I am finally done redoing the lost work! This time, the final result is much better than before!
I spent quite a lot of time figuring out the proper placement of screw holes for the motors. Turns out that the last time I did this, I was orienting the screw holes incorrectly, causing the design to not be completely symmetrical.
The next step is to make a top cover and add the microcontroller board, SBC, and a Lidar.

I created a coupling to attach DFRobot’s 48mm Mecanum Wheel to an N20 motor.
Since I have already done this once before, it was pretty easy.
The coupling also includes a screw hole to make it extra tight on the motor.

Since I am redoing 20 hours of my work, I decided to do things more properly now.

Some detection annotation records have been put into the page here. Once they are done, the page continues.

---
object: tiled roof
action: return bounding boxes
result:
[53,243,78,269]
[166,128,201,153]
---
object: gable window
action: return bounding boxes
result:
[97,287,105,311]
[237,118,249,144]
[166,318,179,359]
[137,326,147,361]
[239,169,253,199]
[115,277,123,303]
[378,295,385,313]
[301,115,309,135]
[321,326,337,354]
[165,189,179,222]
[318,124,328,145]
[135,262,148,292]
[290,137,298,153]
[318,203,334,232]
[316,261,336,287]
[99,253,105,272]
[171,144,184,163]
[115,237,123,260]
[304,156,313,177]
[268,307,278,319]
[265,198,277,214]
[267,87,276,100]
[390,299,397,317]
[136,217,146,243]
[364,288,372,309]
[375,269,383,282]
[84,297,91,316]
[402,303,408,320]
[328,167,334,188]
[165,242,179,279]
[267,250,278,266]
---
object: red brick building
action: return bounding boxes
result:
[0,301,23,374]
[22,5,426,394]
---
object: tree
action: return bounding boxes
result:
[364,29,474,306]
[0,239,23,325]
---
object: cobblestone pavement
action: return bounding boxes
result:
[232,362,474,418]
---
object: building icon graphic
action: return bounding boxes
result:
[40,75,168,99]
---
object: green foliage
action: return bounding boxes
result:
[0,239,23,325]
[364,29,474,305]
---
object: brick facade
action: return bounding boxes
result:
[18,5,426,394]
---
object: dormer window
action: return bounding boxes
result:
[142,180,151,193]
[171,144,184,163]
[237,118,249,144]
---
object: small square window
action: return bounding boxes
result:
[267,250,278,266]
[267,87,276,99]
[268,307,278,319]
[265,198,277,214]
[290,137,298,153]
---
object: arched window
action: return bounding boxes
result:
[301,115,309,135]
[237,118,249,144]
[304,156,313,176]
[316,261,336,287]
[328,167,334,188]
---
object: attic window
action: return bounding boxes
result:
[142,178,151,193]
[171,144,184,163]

I am now going to make multiple FreeCAD files instead of breaking FreeCAD by trying to fit all my assemblies into one file.
Instead of just downloading the motor clamp’s model from the internet, I have now gone ahead and remodelled it by myself in FreeCAD. I did this because the original model wasn’t centred properly, and by remaking it in FreeCAD, I can now modify it when needed in the future.
I probably spent more time mirroring the left motor clamp into a right motor clamp than I spent making the left motor clamp, lol. I didn’t have any prior practice in doing stuff like this. I learnt about making clones, links, and mirrors, yay!

I spent a lot of time improving the Nix setup, switching to a more efficient cache for the ROS packages and significantly enhancing direnv support by utilising ros-direnv.
I also accidentally rmed the robot’s CAD design, and therefore deleted like 20 hours of my work. I will have to redesign it; hopefully, it will take less time than before and be better as well.

Instead of just having a plate at the front, which could be swapped. I decided that it would be better to make the entire base of the robot that controls movement swappable. This would allow for multiple types of movement systems, both wheel-based and legged.
For this devlog, I mainly spent time creating a new base for mecanum drive, calibrating the motor’s position, and creating a coupling to attach the mecanum wheel to the motor.
During this, I learnt more about creating sub-assemblies and groups for models in FreeCAD and some of the quirks associated with those features.

I was so invested that I forgot to devlog :(.

I went ahead and created the GitHub repository that will contain all of the robot’s code, documentation, CAD files, and other relevant materials. Here’s a list of what I did and the difficulties I faced:

1. Created GitHub action workflows that build and test the robot’s code. There are two workflows, one that uses APT to install dependencies and the other that uses Nix. - Required a lot of testing and tweaking to get them working perfectly as I wanted.
2. Created an installation guide for installing/building the code. There are two ways: one is to use APT on Ubuntu 24.04, and the other (the one I love) is to use Nix to quickly install everything in one command on basically any OS.
3. Created ROS 2 launch files that allow for launching a basic RViz window that visualizes the robot description. This would be helpful while 3D modelling the robot. - I created these in yaml (much better), unlike how I did it with my past projects, where I used Python.
4. Wrote configurations for pre-commit.
5. Wrote the flake.nix file, I pretty much used ros2nix to generate it alongside a shell.nix. I then merged them into a single file and cleaned the code up a bit.
6. Added patches for joint_state_publisher into my flake.nix to allow joint_state_publisher to support infinite revolute joints defined in SDF files better, these are present in the APT installation method by using vcs to clone a .repos file.

I have decided to put the wheels inside the robot instead of outside so that they are protected, and the robot looks more aesthetically pleasing.
To support multiple drive modes, the plan is to have a system where you can change the front plate of the robot to accommodate different types of steering at the front (will probably support only Ackermann and normal for now). One of the plates will have two circular holes for the two steerable wheels, and another will have two rectangular holes for non-steerable wheels (in differential and mecanum drive). This system will also include different motors and mounts that will steer/rotate the wheels and keep them in place.